That transition started with the advent of our content management system, which I led the building of and deployed back in 2002. It is still the centerpiece of everything we do at NPR, in digital media. Now I’m leading all of the application development efforts in digital media at NPR.

NPR obviously still is a traditional media organization. But digital media is now a major part of who we are, making us a multi-platform media organization. The digital media arm, of which I am a part, is basically responsible for distribution for all platforms other than radio. The CMS manages all of these distribution channels for digital content, including NPR.org, the API, podcast, RSS, and mobile platforms.

Sean: Unpack for us a little bit what you offer to the public and organizations through the API. I’ve experimented with it a bit, and it’s amazing how fast you can carve something together and throw it in something like Google Reader to get a fairly fast updating stream.

Give us a 30,000 foot view of what’s there and what people can do with it.

Daniel: Almost anything that you can get on NPR.org, you can get through the API, to the extent that we have the rights to redistribute it. In terms of slicing it to get interesting feeds of content, we have a whole slew of categorization schemes and keywords that we apply to each story.

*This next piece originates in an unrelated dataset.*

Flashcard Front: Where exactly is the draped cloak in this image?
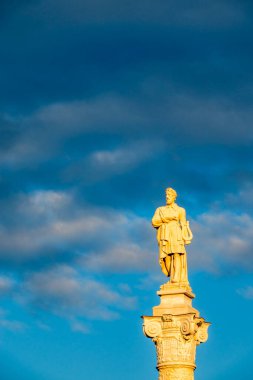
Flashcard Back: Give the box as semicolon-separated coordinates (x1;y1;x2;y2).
152;204;186;258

That lets you go into the API and make a feed, identifying content by categories like topics, the program it came from, or the personality who presented it, like Nina Totenberg or Noah Adams.

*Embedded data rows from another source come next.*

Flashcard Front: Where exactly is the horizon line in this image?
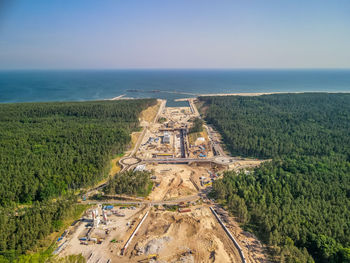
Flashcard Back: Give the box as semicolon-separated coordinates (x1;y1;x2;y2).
1;67;350;71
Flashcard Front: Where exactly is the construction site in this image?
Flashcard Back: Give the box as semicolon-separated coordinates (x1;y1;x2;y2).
58;99;268;263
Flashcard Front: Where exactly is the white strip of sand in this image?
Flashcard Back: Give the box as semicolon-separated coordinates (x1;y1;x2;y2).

You can also build mashups like an “All Things Considered” feed of content where Noah Adams talked about the Appalachian Trail. You can then parse that custom feed in one of our many output formats.

Currently we offer eight output formats. NPRML is essentially an XML format that matches as closely as possible the data in the database. It’s the richest format that we have. We also have RSS, media RSS, Atom, and podcast outputs. We actually built a layer on top of the API called “Mix Your Own Podcast” so you can just throw terms in there and create a custom podcast on the fly.

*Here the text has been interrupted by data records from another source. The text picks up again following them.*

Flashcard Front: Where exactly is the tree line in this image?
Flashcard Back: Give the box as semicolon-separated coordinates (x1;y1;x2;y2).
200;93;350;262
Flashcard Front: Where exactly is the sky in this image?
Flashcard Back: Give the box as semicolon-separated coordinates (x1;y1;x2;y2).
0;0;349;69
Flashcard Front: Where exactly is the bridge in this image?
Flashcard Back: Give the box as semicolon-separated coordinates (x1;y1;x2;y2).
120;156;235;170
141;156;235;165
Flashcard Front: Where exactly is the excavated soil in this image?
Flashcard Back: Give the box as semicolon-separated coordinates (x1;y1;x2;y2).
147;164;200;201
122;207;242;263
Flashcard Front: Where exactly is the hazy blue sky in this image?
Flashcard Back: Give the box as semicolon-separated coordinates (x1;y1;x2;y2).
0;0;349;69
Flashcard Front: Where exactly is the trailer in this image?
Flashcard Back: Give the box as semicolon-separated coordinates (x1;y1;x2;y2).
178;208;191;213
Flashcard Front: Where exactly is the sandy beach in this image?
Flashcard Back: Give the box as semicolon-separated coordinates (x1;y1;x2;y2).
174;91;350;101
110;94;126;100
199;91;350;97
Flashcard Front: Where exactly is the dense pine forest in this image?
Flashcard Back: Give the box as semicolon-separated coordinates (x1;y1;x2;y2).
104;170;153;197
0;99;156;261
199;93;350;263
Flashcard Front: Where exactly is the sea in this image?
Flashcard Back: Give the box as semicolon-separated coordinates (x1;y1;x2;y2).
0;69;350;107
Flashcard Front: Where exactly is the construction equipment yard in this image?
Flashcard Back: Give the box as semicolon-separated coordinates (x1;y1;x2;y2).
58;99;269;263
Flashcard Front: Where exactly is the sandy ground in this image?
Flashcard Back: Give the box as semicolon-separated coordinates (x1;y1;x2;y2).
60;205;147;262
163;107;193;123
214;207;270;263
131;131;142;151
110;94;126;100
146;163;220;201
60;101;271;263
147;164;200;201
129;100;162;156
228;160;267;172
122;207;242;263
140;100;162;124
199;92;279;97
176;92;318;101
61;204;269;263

We also have HTML and JavaScript widgets, and we also output through JSON. In addition to that, you can paginate through the results, so if you get 20 results in the first page, you can page through the next 20. You can also do date range searches.

Our goal is that any way you would want to search through the API, we provide a mechanism to do it.

Sean: Can give us an example of a particularly interesting way or successful way this functionality has been used?

Daniel: That’s a timely question, because I’m preparing exactly that information for OSCON right now. [laughs]

Our target when we built the API included four distinct audiences. One of them was obviously the public, so we could open up the world and see the great things they would build. We also had our member stations in mind, as well as business partners and ourselves.

Later this month, we will be doing a series of major launches, and people will be able to see how we’re implementing the API on our live site. Describing the ways NPR is taking advantage of it may be good context for how other people can feel comfortable in building things and knowing that whatever they build is going to persist. This is the case because NPR’s products will be based on the same API.

The API is going to be the centerpiece of our site; it is the technical infrastructure, with every single page is derived from the API itself.

We have also created another layer on top of it that enables more front line people, including editors and designers, to add custom feeds to anything on the site. We have built tools in our CMS that have enabled them to construct API feeds on the fly, drop them onto the page, and apply a style sheet to present the content in the way that they want. It will also let them configure how many stories, what elements to show,– basically enabling the editors to have control of the related content for the story that they are working on.

Sean: How are the ways those other audiences use the API different from the ways you use it internally?

Daniel: We really see the API as a way to get content to member stations so that they can reach their audience better. Quite a few stations out there use it in novel ways, including Minnesota Public Radio. They just did a new site re-launch and they are making extensive use of the API. Some other station re-design sites are coming up, and they have told us they are making extensive use of the API as well. North Country Public Radio is another example. They have told us that somewhere around 50% of their pages have API-derived content in them.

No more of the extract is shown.